Quote:
Originally Posted by Catlady
This is where a book like this has the potential to be extremely damaging, not in inciting the act, but in further harming the victim.
|
Where do we draw the line in "further harming the victim", though? For example, I'm going to pick on brecklundin a bit here: his avatar is the cover of one of John Normal's "Gor" novels. If you've never read them, the basic premise of the books is that sexual slavery is the natural condition of women (and occasionally the females of other species), and no matter how much they resist, they will be happier (and make badly-written speeches on the subject, apparently) when suitably raped and subjugated. And he's written book after book detailing this. I know several women who, after having been raped, find the "Gor" novels utterly horrifying -- in one case, shaking if the books are even mentioned. I should mention, by the way, that they lived in a country where rape, especially the stranger rape so lovingly detailed and endlessly justified by Norman, is quite illegal. So ... are those books "further harming the victim"?

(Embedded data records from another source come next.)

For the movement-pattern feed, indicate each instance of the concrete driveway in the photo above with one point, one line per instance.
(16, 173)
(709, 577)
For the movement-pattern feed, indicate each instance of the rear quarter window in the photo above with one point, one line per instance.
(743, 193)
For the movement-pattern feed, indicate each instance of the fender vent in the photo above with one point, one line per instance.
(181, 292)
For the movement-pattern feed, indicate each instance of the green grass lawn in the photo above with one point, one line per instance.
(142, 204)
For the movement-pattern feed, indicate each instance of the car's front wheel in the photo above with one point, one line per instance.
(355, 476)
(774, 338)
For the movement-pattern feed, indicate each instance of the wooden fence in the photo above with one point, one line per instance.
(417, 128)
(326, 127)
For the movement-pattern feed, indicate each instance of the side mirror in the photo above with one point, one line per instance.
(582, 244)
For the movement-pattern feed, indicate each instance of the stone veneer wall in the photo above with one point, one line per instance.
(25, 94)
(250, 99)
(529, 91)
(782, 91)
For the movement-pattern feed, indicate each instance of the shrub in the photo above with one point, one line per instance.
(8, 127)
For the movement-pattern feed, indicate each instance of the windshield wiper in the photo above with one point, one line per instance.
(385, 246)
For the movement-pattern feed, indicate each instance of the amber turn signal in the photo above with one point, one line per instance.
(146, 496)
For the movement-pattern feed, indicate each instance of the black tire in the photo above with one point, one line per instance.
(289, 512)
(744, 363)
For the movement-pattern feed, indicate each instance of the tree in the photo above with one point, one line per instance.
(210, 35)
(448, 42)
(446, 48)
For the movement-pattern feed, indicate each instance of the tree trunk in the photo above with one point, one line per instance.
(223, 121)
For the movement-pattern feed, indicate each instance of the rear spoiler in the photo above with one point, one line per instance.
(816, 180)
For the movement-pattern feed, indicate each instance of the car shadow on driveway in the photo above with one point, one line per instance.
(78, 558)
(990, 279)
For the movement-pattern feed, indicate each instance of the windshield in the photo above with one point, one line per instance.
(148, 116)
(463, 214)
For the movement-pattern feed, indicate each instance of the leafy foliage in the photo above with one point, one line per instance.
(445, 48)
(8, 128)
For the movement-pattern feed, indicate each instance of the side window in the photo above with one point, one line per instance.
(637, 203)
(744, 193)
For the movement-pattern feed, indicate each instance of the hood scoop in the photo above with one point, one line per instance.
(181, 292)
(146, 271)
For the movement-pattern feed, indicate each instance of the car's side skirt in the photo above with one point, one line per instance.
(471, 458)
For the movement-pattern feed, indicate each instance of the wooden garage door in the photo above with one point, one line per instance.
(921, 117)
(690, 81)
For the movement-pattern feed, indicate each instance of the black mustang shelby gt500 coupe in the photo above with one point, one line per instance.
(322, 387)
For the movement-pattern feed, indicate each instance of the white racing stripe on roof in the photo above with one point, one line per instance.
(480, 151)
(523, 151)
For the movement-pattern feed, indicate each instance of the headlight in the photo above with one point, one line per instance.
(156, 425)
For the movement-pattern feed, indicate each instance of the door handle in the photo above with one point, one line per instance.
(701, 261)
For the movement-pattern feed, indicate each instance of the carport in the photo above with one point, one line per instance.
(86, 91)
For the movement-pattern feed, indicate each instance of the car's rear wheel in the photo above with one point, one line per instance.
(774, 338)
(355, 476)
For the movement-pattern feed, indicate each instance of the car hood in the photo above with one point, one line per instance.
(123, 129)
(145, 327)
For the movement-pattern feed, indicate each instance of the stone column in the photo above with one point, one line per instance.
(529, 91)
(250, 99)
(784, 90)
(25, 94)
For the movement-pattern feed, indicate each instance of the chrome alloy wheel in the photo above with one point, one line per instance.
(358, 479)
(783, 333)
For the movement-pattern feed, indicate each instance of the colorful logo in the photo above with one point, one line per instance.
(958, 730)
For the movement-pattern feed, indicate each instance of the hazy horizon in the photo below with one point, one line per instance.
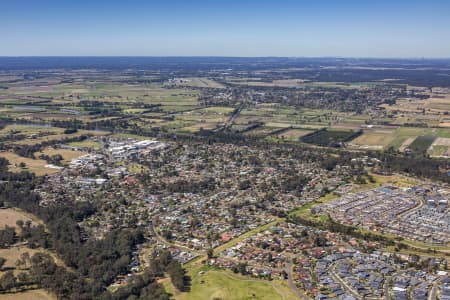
(354, 29)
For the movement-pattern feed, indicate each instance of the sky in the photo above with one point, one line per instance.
(294, 28)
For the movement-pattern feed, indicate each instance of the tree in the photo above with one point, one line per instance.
(2, 262)
(8, 281)
(210, 253)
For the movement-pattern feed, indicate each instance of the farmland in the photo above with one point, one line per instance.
(202, 179)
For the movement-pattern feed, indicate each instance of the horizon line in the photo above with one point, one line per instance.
(225, 56)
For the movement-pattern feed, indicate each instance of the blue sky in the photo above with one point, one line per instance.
(350, 28)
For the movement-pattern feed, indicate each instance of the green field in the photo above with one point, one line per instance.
(221, 284)
(421, 144)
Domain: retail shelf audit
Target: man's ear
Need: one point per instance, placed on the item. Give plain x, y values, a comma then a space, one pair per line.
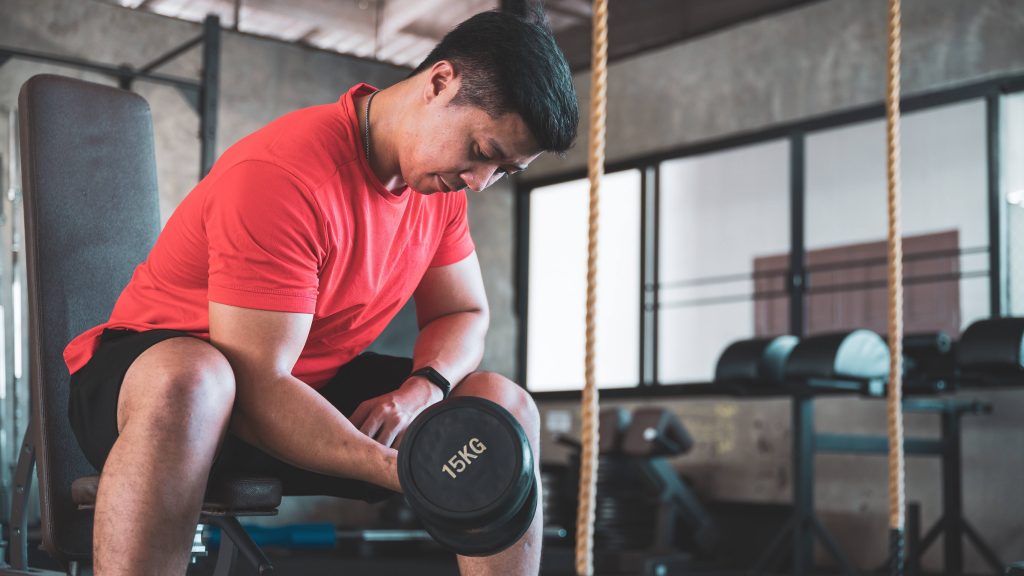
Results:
442, 82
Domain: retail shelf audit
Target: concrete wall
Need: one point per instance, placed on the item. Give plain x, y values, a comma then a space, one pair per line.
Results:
817, 59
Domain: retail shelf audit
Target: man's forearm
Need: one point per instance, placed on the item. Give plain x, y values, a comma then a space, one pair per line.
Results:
453, 344
293, 422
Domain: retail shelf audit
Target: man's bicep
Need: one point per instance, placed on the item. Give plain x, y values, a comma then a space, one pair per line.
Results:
258, 342
450, 289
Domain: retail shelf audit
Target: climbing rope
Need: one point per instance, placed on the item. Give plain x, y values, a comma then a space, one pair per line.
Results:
895, 257
595, 165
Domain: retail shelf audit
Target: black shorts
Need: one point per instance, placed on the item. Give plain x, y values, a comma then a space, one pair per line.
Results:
92, 409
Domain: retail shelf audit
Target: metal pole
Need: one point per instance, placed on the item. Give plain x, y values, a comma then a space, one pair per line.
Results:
209, 92
996, 211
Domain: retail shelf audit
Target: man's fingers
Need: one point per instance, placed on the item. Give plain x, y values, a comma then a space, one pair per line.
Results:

Again, we're dealing with one of those lines. Who is a victim? What constitutes further harming them? And who decides?
By the way, if you want a good feel for the writing of the Gor novels without actually having to read one, I strongly recommend the parody "
Houseplants of Gor". Or, for that matter, if you
have read them. Aside from getting John Norman's literary voice dead-on (yes, he
is that stilted) it's a side-splittingly funny parody.